結局、シャンプーは使わず、ぬるま湯で汚れを洗い流すに留める。
怪我をする数時間前、岸本葉子「50代からの疲れをためない小さな習慣」を読んだことで、前夜のシャンプーを1回飛ばしたことを後悔した。
それよりも、その本に書いてあった転倒事故が6時間後、自分を襲うとは・・
読んだ本そのままの展開、びっくりだ
昨晩、病院で会計を待ちながら畏れていたのは「傷口が禿げる」のでは?ということだった。
小学一年生の時に3針縫った怪我でできた線状の傷口からは2度と髪が生えてくることなく、そのまま禿げになった。
大学生の時に交通事故でできた傷口も禿げになり、行きつけの美容院では「円形?」「ここ禿げてるね」とあからさまに言われて憤慨している。
頭に傷を作るのはこれが3度目となる。
これは日本人の平均に照らして、多い方ではないだろうか?
風呂上がり、鏡に映して傷の位置を確認する。
この24時間、これが心配の種だった。
幸い、傷の位置は生え際から離れていた
意識してその当たりを注視してもわからない
手で髪の毛をかき分けると、ホッチキスのピンが光っていて、あぁここなんだと初めて分かる
この日から抜糸(正確な名称は後述)までの6日間。
特にいつもと変わりのない日常が続く。
歯医者の予約を延期したのと、髪を切りに行く予定を伸ばしたくらいで。
それから、指でホッチキスのピンを触るのが日課になった。
この6日間、今しか触れない「非日常」の体験だからだ。
市川実日子が迷い無く打ち込んだ初めの3本は規則的に並んでいる。
だが、そこから少し向きが変わり、間隔が広くなっている。
少し間が空いたのは、傷口がカーブしているせいか
4針だと思っていたが、何度か数えてみるとピンは5本あった。
時々、髪の毛が指に引っ掛かるのは、髪の毛の上からピンが打たれているらしい。
確かに、あのスピードで打てば、髪の毛が噛んでしまっても仕方ない。
翌日からはシャンプーを使って頭を洗う。
それでも、できるだけ傷口の周囲にはシャンプーがかからないようにした。
まだ針があるということは、傷口がくっついていないということであり、そこにシャンプーが入るのはよくない気がしたからだ。
風呂上がりの発毛剤の塗布にも注意した。
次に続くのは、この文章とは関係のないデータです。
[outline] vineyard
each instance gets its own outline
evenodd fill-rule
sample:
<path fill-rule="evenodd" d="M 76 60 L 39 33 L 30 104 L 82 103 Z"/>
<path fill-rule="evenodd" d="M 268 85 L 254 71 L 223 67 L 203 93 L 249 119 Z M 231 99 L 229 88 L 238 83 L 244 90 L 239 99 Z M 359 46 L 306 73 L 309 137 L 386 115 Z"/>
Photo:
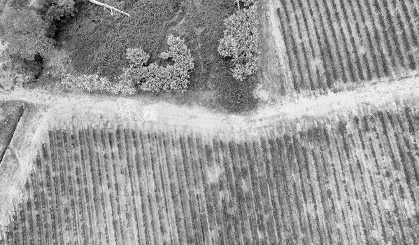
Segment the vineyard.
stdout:
<path fill-rule="evenodd" d="M 416 104 L 254 133 L 51 129 L 6 244 L 419 244 Z"/>
<path fill-rule="evenodd" d="M 341 90 L 419 65 L 416 0 L 283 0 L 276 9 L 294 89 Z"/>

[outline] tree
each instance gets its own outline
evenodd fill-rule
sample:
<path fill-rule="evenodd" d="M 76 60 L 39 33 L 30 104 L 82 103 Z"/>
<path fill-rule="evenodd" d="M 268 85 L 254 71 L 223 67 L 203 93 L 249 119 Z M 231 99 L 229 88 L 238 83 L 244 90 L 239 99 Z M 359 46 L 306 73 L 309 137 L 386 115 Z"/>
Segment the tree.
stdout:
<path fill-rule="evenodd" d="M 54 40 L 46 36 L 48 23 L 34 10 L 6 6 L 0 16 L 1 39 L 8 44 L 8 52 L 27 60 L 36 55 L 48 57 Z"/>
<path fill-rule="evenodd" d="M 260 52 L 257 5 L 253 0 L 242 1 L 248 8 L 239 9 L 225 20 L 226 29 L 218 46 L 222 57 L 232 58 L 233 76 L 241 81 L 258 69 L 257 55 Z"/>
<path fill-rule="evenodd" d="M 166 66 L 156 63 L 148 65 L 150 55 L 142 48 L 128 49 L 127 58 L 131 64 L 124 69 L 122 83 L 136 84 L 143 91 L 185 92 L 189 85 L 189 74 L 194 69 L 194 59 L 185 41 L 180 37 L 169 35 L 167 44 L 169 51 L 159 56 L 169 63 Z"/>

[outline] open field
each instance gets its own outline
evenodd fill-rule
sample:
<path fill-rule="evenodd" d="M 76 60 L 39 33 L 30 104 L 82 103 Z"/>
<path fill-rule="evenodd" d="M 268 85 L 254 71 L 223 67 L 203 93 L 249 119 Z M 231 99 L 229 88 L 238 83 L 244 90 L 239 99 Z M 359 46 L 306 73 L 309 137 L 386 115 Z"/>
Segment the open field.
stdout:
<path fill-rule="evenodd" d="M 288 67 L 297 92 L 342 90 L 417 71 L 416 1 L 285 0 L 276 5 L 279 27 L 272 28 L 280 30 L 282 66 L 285 71 Z"/>
<path fill-rule="evenodd" d="M 51 129 L 6 244 L 418 244 L 418 130 L 411 102 L 234 139 Z"/>

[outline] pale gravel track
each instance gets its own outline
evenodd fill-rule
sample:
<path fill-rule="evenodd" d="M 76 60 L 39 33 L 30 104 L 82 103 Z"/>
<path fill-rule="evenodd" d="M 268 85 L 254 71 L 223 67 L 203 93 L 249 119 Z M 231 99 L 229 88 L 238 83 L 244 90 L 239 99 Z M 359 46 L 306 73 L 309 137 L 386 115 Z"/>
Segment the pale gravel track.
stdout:
<path fill-rule="evenodd" d="M 0 168 L 17 166 L 3 175 L 7 177 L 1 180 L 6 183 L 0 189 L 0 200 L 3 200 L 0 227 L 7 223 L 6 214 L 10 214 L 13 204 L 22 198 L 20 190 L 33 168 L 36 149 L 45 141 L 48 130 L 52 127 L 63 128 L 73 122 L 102 127 L 142 125 L 153 129 L 195 132 L 207 135 L 207 138 L 217 134 L 221 139 L 239 140 L 243 132 L 248 139 L 258 137 L 261 129 L 280 122 L 292 122 L 306 118 L 336 118 L 336 115 L 357 114 L 358 106 L 362 104 L 380 108 L 397 100 L 418 101 L 418 91 L 419 78 L 413 77 L 337 94 L 283 98 L 281 102 L 243 115 L 221 113 L 201 107 L 178 106 L 138 97 L 53 94 L 44 90 L 24 89 L 2 92 L 0 101 L 20 100 L 33 106 L 29 106 L 30 110 L 27 111 L 24 120 L 18 125 L 11 142 L 13 152 L 8 150 L 5 156 L 7 160 L 0 164 Z"/>

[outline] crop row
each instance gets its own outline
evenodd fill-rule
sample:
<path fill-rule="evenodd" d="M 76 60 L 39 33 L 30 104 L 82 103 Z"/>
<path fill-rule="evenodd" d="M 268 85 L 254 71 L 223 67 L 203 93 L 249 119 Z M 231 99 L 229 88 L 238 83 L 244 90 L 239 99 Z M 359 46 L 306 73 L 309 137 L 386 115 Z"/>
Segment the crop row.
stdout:
<path fill-rule="evenodd" d="M 277 9 L 294 88 L 395 78 L 419 64 L 416 0 L 283 0 Z"/>
<path fill-rule="evenodd" d="M 7 244 L 419 244 L 419 111 L 358 114 L 235 141 L 52 130 Z"/>

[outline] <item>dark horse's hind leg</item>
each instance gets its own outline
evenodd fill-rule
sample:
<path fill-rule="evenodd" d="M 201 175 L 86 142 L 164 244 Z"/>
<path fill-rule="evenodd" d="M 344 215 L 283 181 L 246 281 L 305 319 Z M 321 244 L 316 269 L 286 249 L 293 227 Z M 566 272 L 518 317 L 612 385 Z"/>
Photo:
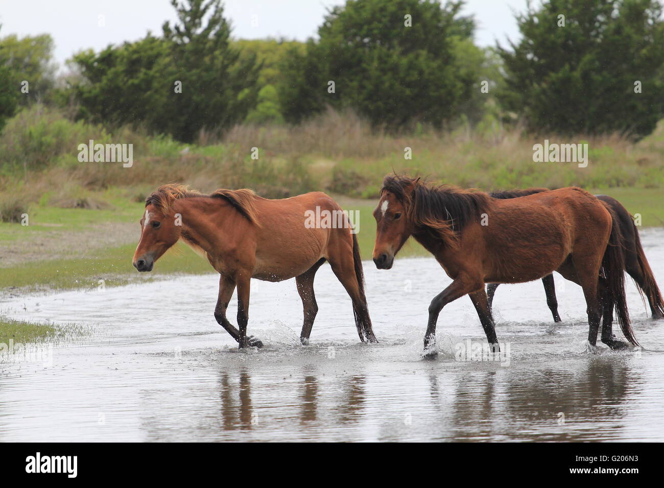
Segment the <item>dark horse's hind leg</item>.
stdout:
<path fill-rule="evenodd" d="M 493 309 L 493 295 L 496 294 L 496 288 L 499 283 L 489 283 L 487 285 L 487 301 L 489 304 L 489 309 Z"/>
<path fill-rule="evenodd" d="M 613 332 L 614 300 L 606 284 L 606 280 L 600 278 L 600 303 L 602 307 L 602 342 L 612 349 L 626 349 L 629 345 L 616 339 Z"/>
<path fill-rule="evenodd" d="M 546 295 L 546 305 L 553 315 L 554 322 L 561 322 L 560 316 L 558 315 L 558 299 L 556 298 L 556 282 L 553 280 L 553 274 L 548 274 L 542 278 L 544 285 L 544 292 Z"/>
<path fill-rule="evenodd" d="M 554 322 L 561 322 L 560 316 L 558 315 L 558 299 L 556 298 L 556 284 L 553 280 L 553 275 L 548 274 L 542 278 L 542 283 L 544 285 L 544 291 L 546 294 L 546 305 L 548 305 L 551 315 L 553 315 Z M 495 295 L 496 288 L 499 283 L 489 283 L 487 285 L 487 300 L 489 303 L 489 309 L 493 307 L 493 295 Z"/>
<path fill-rule="evenodd" d="M 299 335 L 299 341 L 304 346 L 309 345 L 309 336 L 311 333 L 311 328 L 313 327 L 313 321 L 316 318 L 316 313 L 318 313 L 316 296 L 313 293 L 313 278 L 316 276 L 318 268 L 325 262 L 325 258 L 321 259 L 309 270 L 295 277 L 295 279 L 297 284 L 297 293 L 299 293 L 299 297 L 302 299 L 302 307 L 304 309 L 304 325 L 302 325 L 302 332 Z"/>
<path fill-rule="evenodd" d="M 235 289 L 235 282 L 228 277 L 221 275 L 219 278 L 219 296 L 217 298 L 216 306 L 214 307 L 214 318 L 233 339 L 239 341 L 240 331 L 226 318 L 226 311 L 228 307 L 228 302 L 232 296 L 234 289 Z M 249 345 L 262 347 L 263 343 L 252 336 L 249 337 Z"/>

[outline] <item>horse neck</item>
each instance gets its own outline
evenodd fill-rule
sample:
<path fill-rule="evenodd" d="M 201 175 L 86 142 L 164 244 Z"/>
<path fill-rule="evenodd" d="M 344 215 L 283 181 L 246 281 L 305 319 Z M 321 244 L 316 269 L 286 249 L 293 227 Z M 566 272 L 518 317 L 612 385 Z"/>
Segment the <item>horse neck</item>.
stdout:
<path fill-rule="evenodd" d="M 173 204 L 175 213 L 182 216 L 182 238 L 193 247 L 200 247 L 210 252 L 218 229 L 234 208 L 222 199 L 192 197 L 176 201 Z M 215 225 L 210 220 L 214 219 Z M 214 232 L 212 231 L 214 228 Z"/>

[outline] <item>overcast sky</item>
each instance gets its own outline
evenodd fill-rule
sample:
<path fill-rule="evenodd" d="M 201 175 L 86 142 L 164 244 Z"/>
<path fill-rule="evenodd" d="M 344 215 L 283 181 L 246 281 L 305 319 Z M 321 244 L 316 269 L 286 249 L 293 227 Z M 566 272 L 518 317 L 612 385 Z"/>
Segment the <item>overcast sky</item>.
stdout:
<path fill-rule="evenodd" d="M 315 36 L 327 9 L 344 0 L 226 0 L 225 15 L 234 37 L 284 37 L 304 41 Z M 513 12 L 526 0 L 467 0 L 463 13 L 477 22 L 475 41 L 493 46 L 517 39 Z M 84 48 L 99 50 L 109 44 L 135 41 L 147 31 L 159 35 L 166 20 L 174 20 L 170 0 L 0 0 L 0 37 L 47 33 L 55 42 L 61 66 Z M 100 17 L 102 16 L 102 17 Z M 254 16 L 256 16 L 255 17 Z M 257 25 L 252 25 L 252 19 Z M 103 25 L 100 25 L 103 24 Z"/>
血流の活性化で発毛を促す医薬品を浸けていいわけがない(と思う)
傷口の消毒もなければ、服薬もない
時折、髪をかき上げようとしてピンに指をひっかけて「やべ」と怪我を思い出す。
鏡を見ても、怪我をしていることはわからない。
自分から言わない限り、誰も怪我には気づかない。
そうして、あっという間に一週間が過ぎて "抜糸"の日がやってきた。